Structure Learning via Hypothesis Testing
For each pair \(\{v,w\}\), test \(H^0_{vw}: X_v\indep X_w\mid X_{V\setminus\{v,w\}} \quad\text{vs.}\quad H^1_{vw}: X_v\not\indep X_w\mid X_{V\setminus\{v,w\}}.\) Rejecting \(H^0_{vw}\) leads to inclusion of edge \(\{v,w\}\) in \(\hat G\); multiple‐testing adjustments control overall error rates.
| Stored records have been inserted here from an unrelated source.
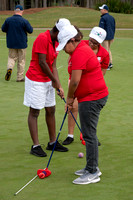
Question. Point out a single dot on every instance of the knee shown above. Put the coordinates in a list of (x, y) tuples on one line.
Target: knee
[(50, 111), (34, 113)]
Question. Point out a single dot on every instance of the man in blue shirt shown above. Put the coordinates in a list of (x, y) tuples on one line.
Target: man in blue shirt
[(16, 28), (107, 22)]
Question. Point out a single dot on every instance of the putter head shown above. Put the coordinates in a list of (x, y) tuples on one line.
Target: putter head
[(42, 173)]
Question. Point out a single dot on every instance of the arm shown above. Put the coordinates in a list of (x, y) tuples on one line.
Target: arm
[(28, 27), (75, 79), (55, 73), (102, 23), (103, 71), (4, 27)]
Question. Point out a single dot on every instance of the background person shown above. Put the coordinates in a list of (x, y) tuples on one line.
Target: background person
[(16, 28), (96, 37), (107, 22), (41, 79), (88, 85)]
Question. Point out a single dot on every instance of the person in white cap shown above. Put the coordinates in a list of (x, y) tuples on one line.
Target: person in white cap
[(88, 85), (61, 23), (40, 83), (96, 37), (107, 22)]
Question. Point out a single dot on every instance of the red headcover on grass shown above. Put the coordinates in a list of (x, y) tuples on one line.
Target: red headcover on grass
[(42, 173)]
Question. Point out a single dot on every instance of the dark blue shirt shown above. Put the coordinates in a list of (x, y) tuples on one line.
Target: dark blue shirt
[(107, 22), (16, 28)]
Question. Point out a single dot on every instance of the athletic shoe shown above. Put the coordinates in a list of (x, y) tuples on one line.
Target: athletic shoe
[(38, 151), (110, 65), (99, 143), (22, 80), (8, 74), (68, 140), (87, 178), (83, 171), (58, 147)]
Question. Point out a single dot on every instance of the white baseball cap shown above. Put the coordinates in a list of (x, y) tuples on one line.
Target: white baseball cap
[(65, 35), (61, 23), (98, 34), (104, 6)]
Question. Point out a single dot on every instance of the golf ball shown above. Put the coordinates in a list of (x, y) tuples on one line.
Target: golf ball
[(80, 155)]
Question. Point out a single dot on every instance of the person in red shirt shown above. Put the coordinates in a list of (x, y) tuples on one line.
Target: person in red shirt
[(40, 81), (88, 86), (96, 37)]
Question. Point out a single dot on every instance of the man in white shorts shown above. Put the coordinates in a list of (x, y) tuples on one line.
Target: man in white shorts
[(41, 79)]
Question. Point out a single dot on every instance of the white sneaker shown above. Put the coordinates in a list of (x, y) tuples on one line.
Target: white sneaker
[(83, 171), (87, 178)]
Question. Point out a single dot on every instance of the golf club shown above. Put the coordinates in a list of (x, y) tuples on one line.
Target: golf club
[(42, 173)]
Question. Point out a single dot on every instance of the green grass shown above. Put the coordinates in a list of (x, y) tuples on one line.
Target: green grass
[(17, 166), (82, 17)]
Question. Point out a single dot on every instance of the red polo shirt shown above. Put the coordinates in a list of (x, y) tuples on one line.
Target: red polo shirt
[(92, 85), (102, 56), (43, 44)]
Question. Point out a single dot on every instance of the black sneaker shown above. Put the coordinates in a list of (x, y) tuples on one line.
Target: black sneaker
[(58, 147), (38, 151), (68, 140), (8, 74)]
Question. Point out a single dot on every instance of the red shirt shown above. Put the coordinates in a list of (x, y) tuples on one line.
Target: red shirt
[(92, 85), (43, 44), (102, 56)]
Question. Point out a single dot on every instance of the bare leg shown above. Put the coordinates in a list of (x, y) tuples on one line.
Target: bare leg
[(33, 127), (50, 120)]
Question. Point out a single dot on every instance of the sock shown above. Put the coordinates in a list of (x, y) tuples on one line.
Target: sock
[(51, 143), (34, 146), (70, 135)]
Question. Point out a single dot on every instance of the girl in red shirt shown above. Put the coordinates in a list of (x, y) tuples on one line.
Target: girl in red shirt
[(88, 85)]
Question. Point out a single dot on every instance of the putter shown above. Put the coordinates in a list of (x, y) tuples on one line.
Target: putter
[(42, 173)]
Gaussian Conditional Independence Test
Assume \(X^{(1)},\dots,X^{(n)}\overset{iid}{\sim}N_m(\mu,\Sigma)\) with empirical covariance \(S\). Then \(X_v\perp\!\!\!\perp X_w\mid X_{V\setminus\{v,w\}} \;\Longleftrightarrow\; \omega_{vw}=0, \quad \omega_{vw}=-\frac{(\Sigma^{-1})_{vw}}{\sqrt{(\Sigma^{-1})_{vv}(\Sigma^{-1})_{ww}}}.\) A consistent estimator is the sample partial correlation \(r_{vw} =\frac{(S^{-1})_{vw}}{\sqrt{(S^{-1})_{vv}(S^{-1})_{ww}}},\) for which under \(H^0\) one may use either a \(t\)-test \(r_{vw}\sqrt{(n-m)/(1-r_{vw}^2)}\sim t_{n-m}\) or a Fisher \(z\)-transform \(z(r_{vw})\approx N(0,1)\)
Information Criteria
Instead of testing, one may select \(G\) by optimizing a penalized‐likelihood score. For model \(M(G)\) and data \(X\), \(\mathrm{BIC}(G) =2\sup_{P\in M(G)}\log L(P) \;-\;\dim(M(G))\log n.\) Maximizing BIC over all \(G\) is feasible for small \(m\); for larger \(m\), greedy or stepwise search (or stronger penalties like extended BIC) is used
Neighborhood Selection
Pseudo‐Likelihood Approach
For each node \(v\), regress \(X_v\) on the other variables \(X_{V\setminus\{v\}}\) (e.g. linear for Gaussian, logistic for binary). Use \(\ell_1\)‐penalized variable selection (Lasso) to estimate \(\widehat{\mathrm{ne}}(v)\). Combine local neighborhoods via AND/OR rules: \(\widehat{\mathrm{ne}}_{\mathrm{AND}}(v) =\{w: w\in\widehat{\mathrm{ne}}(v)\;\wedge\;v\in\widehat{\mathrm{ne}}(w)\}, \quad \widehat{\mathrm{ne}}_{\mathrm{OR}}(v) =\{w: w\in\widehat{\mathrm{ne}}(v)\;\vee\;v\in\widehat{\mathrm{ne}}(w)\}.\)
Chow–Liu Algorithm
Tree‐Structured Model:
When \(G\) is a tree, the joint density factorizes as \(f(x) =\prod_{\{v,w\}\in E}\frac{f(x_v,x_w)}{f(x_v)f(x_w)} \prod_{v\in V}f(x_v).\) The MLE tree maximizes \(\sum_{\{v,w\}\in E} \widehat I(v,w), \quad \widehat I(v,w) =\sum_{i_v,i_w}\hat p(i_v,i_w)\,\log\frac{\hat p(i_v,i_w)}{\hat p(i_v)\,\hat p(i_w)},\) i.e. a maximum‐weight spanning tree with weights \(\widehat I(v,w)\). By Kruskal’s or Prim’s algorithm this is \(O(m^2\log m)\).
Gaussian Case:
For Gaussian data one shows \(\widehat I(v,w)=\tfrac12\log(1-r_{vw}^2)\), so the same spanning‐tree approach with edge weight \(\lvert r_{vw}\rvert\) recovers the MLE tree.
Bayesian Approaches
Bayesian methods place priors on \(G\) and/or parameters and compute posterior probabilities for edges or graphs.